The global crisis will clarify the limits of so-called “21st century socialism.” In practice they are clear already, and they will be more and more so as the situation worsens. As for the “theory,” I have very closely followed some of the debates on 21st century socialism in Venezuela and Ecuador , among others. One can only be struck by the vague, spell-binding, purely emotional or abstract and sometimes quite simply delirious character of the speeches that circulate on this subject.

Beyond some well-intentioned but warmed-over declarations on the virtues of participatory democracy (which, however, functions today in Venezuela either as pure vertical manipulation, or as a security valve for popular frustrations with the feverish inefficiency of the central administration, and in general as an ambiguous mixture of both), I see no conceptual tool emerging, no proposal for a concrete institutional construction that could guide us in the search for an alternative to capitalism.

Despite everything, the socialist imaginary* seems to have recovered a certain role.

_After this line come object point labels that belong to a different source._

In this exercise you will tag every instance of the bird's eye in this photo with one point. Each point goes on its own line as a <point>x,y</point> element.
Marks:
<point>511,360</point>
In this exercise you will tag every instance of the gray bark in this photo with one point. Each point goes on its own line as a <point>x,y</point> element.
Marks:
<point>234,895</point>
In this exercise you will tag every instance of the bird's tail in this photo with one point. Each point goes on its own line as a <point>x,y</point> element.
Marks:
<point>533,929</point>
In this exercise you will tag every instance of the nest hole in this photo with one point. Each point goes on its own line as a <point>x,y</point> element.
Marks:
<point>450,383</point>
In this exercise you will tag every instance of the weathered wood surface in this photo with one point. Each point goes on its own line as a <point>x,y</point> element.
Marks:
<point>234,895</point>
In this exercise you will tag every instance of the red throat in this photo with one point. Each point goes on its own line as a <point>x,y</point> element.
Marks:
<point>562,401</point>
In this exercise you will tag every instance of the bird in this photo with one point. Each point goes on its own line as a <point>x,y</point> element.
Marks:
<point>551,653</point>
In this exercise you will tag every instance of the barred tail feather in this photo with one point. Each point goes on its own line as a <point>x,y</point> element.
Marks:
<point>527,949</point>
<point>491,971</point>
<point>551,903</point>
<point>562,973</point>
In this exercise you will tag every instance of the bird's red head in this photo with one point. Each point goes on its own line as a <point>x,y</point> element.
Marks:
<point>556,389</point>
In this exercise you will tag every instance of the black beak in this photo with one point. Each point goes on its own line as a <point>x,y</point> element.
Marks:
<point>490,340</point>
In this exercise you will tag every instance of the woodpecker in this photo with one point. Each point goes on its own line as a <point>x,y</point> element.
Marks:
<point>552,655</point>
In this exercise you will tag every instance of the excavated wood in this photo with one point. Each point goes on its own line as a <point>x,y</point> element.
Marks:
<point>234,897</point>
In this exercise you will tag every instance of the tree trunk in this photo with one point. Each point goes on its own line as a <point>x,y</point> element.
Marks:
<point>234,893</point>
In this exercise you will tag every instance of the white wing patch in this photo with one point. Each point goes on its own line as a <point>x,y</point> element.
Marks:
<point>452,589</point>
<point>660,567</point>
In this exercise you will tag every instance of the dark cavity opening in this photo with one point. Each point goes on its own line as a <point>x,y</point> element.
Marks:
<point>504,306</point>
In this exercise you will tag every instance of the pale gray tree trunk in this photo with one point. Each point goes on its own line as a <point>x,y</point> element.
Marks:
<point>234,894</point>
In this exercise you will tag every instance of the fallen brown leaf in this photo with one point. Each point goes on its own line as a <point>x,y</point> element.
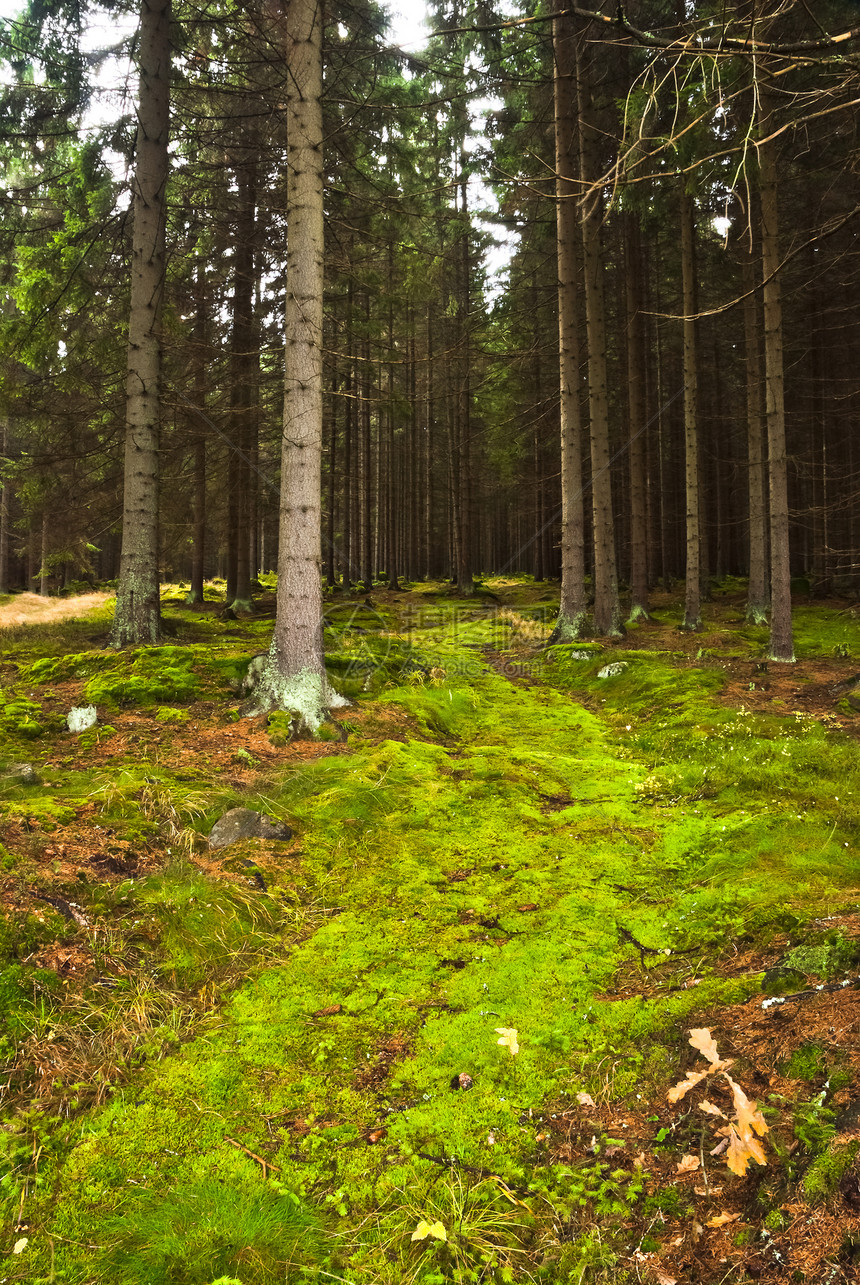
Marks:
<point>720,1221</point>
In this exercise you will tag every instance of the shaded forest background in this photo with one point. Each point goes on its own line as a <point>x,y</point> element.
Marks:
<point>687,125</point>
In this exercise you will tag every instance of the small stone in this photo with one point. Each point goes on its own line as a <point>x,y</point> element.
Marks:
<point>81,717</point>
<point>612,671</point>
<point>783,981</point>
<point>22,774</point>
<point>242,823</point>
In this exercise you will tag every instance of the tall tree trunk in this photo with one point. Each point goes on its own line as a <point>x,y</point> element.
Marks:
<point>293,676</point>
<point>782,644</point>
<point>636,445</point>
<point>757,594</point>
<point>573,603</point>
<point>242,377</point>
<point>138,616</point>
<point>693,595</point>
<point>4,510</point>
<point>607,611</point>
<point>464,568</point>
<point>43,560</point>
<point>198,428</point>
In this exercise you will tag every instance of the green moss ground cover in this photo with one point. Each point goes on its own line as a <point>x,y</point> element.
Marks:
<point>322,1068</point>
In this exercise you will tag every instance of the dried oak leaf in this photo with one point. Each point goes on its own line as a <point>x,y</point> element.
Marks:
<point>742,1150</point>
<point>703,1041</point>
<point>661,1276</point>
<point>693,1078</point>
<point>720,1221</point>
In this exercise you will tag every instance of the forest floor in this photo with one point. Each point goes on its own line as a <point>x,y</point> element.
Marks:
<point>432,1037</point>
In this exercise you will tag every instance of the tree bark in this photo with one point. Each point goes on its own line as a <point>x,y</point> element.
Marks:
<point>607,611</point>
<point>198,428</point>
<point>573,603</point>
<point>242,377</point>
<point>293,677</point>
<point>4,510</point>
<point>693,595</point>
<point>757,595</point>
<point>636,402</point>
<point>782,644</point>
<point>138,613</point>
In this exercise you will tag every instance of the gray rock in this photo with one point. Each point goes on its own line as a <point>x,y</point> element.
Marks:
<point>242,823</point>
<point>252,673</point>
<point>612,671</point>
<point>22,774</point>
<point>81,717</point>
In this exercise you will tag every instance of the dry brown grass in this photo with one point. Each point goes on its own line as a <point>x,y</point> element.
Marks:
<point>32,609</point>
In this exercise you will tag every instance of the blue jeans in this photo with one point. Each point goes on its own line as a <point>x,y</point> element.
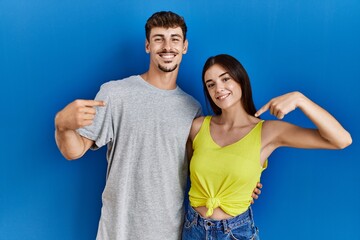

Although Saint-Upéry strikes me as a bright fellow, the comparison between Sarah Palin and Hugo Chávez is rather foolish. We should not forget that his government is a direct outgrowth of a working-class rebellion in 1989 called the Caracazo. Furthermore, Chávez has attacked the privileged bourgeois elements in the oil industry in order to reallocate profits to raise the standard of living of the poor. If he wants to equate this with Sarah Palin fighting “a battle without quarter to force the private oil companies to pay more taxes and royalties for the exploitation of the oil wells”, then who am I to quibble with a journalist using his imagination for literary effect. But the facts militate against this flight of fancy.

In fact, all Palin did was send $1200 checks to the citizens of Alaska in an obvious effort to bribe the taxpayers in an effort to secure her reelection. In contrast, Chávez’s use of oil has been as much about international solidarity as it has been about improving the living conditions of Venezuelans. In an effort that mirrors Cuba’s medical aid to poorer nations, Venezuela has supplied oil to countries on the front lines of struggle in Latin America in defiance of U.S. efforts to strangle them. Chávez has also built alliances with Iran and other OPEC nations in order to prevent the imperialist nations from exploiting a precious resource to their own advantages. This, more than anything, is what earns their reputation as “rogue states”. One supposes that Saint-Upéry missed this dimension because it did not satisfy his rather high standards for a “socialist imaginary”.

At the risk of sounding like Sarah Palin, I for one thing it is a very good thing that Venezuela uses oil to benefit the poor and that Bolivia intends to use natural gas and lithium for the same purposes. Here’s what indigenous peoples had to say about the discovery of enormous reserves of lithium in the February 2, 2009 N.Y. Times:

At the La Paz headquarters of Comibol, the state agency that oversees mining projects, Mr. Morales’s vision of combining socialism with advocacy for Bolivia’s Indians is prominently on display. Copies of Cambio, a new state-controlled daily newspaper, are available in the lobby, while posters of Che Guevara, the leftist icon killed in Bolivia in 1967, appear at the entrance to Comibol’s offices.

“The previous imperialist model of exploitation of our natural resources will never be repeated in Bolivia,” said Saúl Villegas, head of a division in Comibol that oversees lithium extraction. “Maybe there could be the possibility of foreigners accepted as minority partners, or better yet, as our clients.”

I regret that comrade Saint-Epuréy is left cold by this sort of thing, but this has a rather stimulating effect on my own “socialist imaginary”.